2. Have all nodes send a flood packet simultaneously.
3. Observe repeater logs.
**Expected:** `_in_flight` peaks in low single digits (LoRa airtime prevents
large bursts); no `"In-flight task cap reached"` warning fires under normal
conditions, confirming the cap is never a bottleneck in practice.
**T6 — Counter reaches zero after all packets processed**
1. Send a burst of 10 packets.
2. Wait 10 seconds (longer than max TX delay of 5 s).
3. Query `router._in_flight` from a debug endpoint or log.
**Expected:** `_in_flight == 0` after all delays expire and packets transmit.
**T7 — Error in `_route_packet` is logged and counter is decremented**
1. Temporarily introduce a deliberate exception in `_route_packet`.
2. Send a packet.
3. Check logs for the error message and verify the repeater continues operating
(counter decremented, queue still draining).
**T8 — Normal forwarding throughput unchanged**
1. Send packets at a steady rate of 1 every 10 seconds for 5 minutes.
2. Verify all packets are forwarded with no warnings or errors.
3. Confirm `_in_flight` never exceeds 34 during normal operation.
---
## Proof of Correctness
### Counter vs set: why the counter is sufficient
The `_route_tasks` set solved two problems:
1. **GC protection**: In Python < 3.12, a task with no strong references other
than the event loop's internal weakref could be garbage collected before
completing. Python 3.12+ strengthened task references in the event loop.

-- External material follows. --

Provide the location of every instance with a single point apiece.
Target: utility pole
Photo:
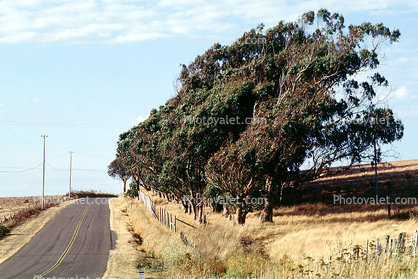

However, even in earlier versions, the set was unnecessary once `create_task`
returns — the caller holds the reference, and the done-callback fires reliably
because the event loop holds the task alive until completion.
2. **Explicit shutdown cancellation**: The counter loses this. As argued above,
the outcome is identical — sleeping tasks are cancelled either explicitly by
`stop()` or implicitly by the event loop at shutdown — and no packet that
hasn't been transmitted yet can complete its send after the radio is shut down
anyway.
### Why `_on_route_done` is a done-callback and not a `try/finally` inside `_route_packet`
A `try/finally` block inside `_route_packet` would also decrement the counter.
Done-callbacks are preferable because:
- They fire even if the task is externally cancelled (e.g. by event loop shutdown),
whereas `finally` may not run if `CancelledError` is not caught.
- They decouple counter management from `_route_packet` logic — `_route_packet`
has no knowledge of or dependency on the cap mechanism.
- They keep the pattern consistent with the rest of the codebase's use of
`add_done_callback` for task lifecycle management.
### Why 30 and not a smaller number like 10
At SF8, 125 kHz bandwidth, a 30-byte payload takes ~111 ms airtime and produces
a TX delay of roughly 0.53 s. With a 60-second duty-cycle window and 3.6 s
max airtime, the node can forward at most ~32 packets per minute at full budget.
If all 32 arrive within one second (they cannot physically, but as an upper
bound), 32 tasks would be in-flight simultaneously. A cap of 30 is aggressive
enough to protect against unbounded growth but not so low that it would drop
legitimate traffic under any realistic burst scenario.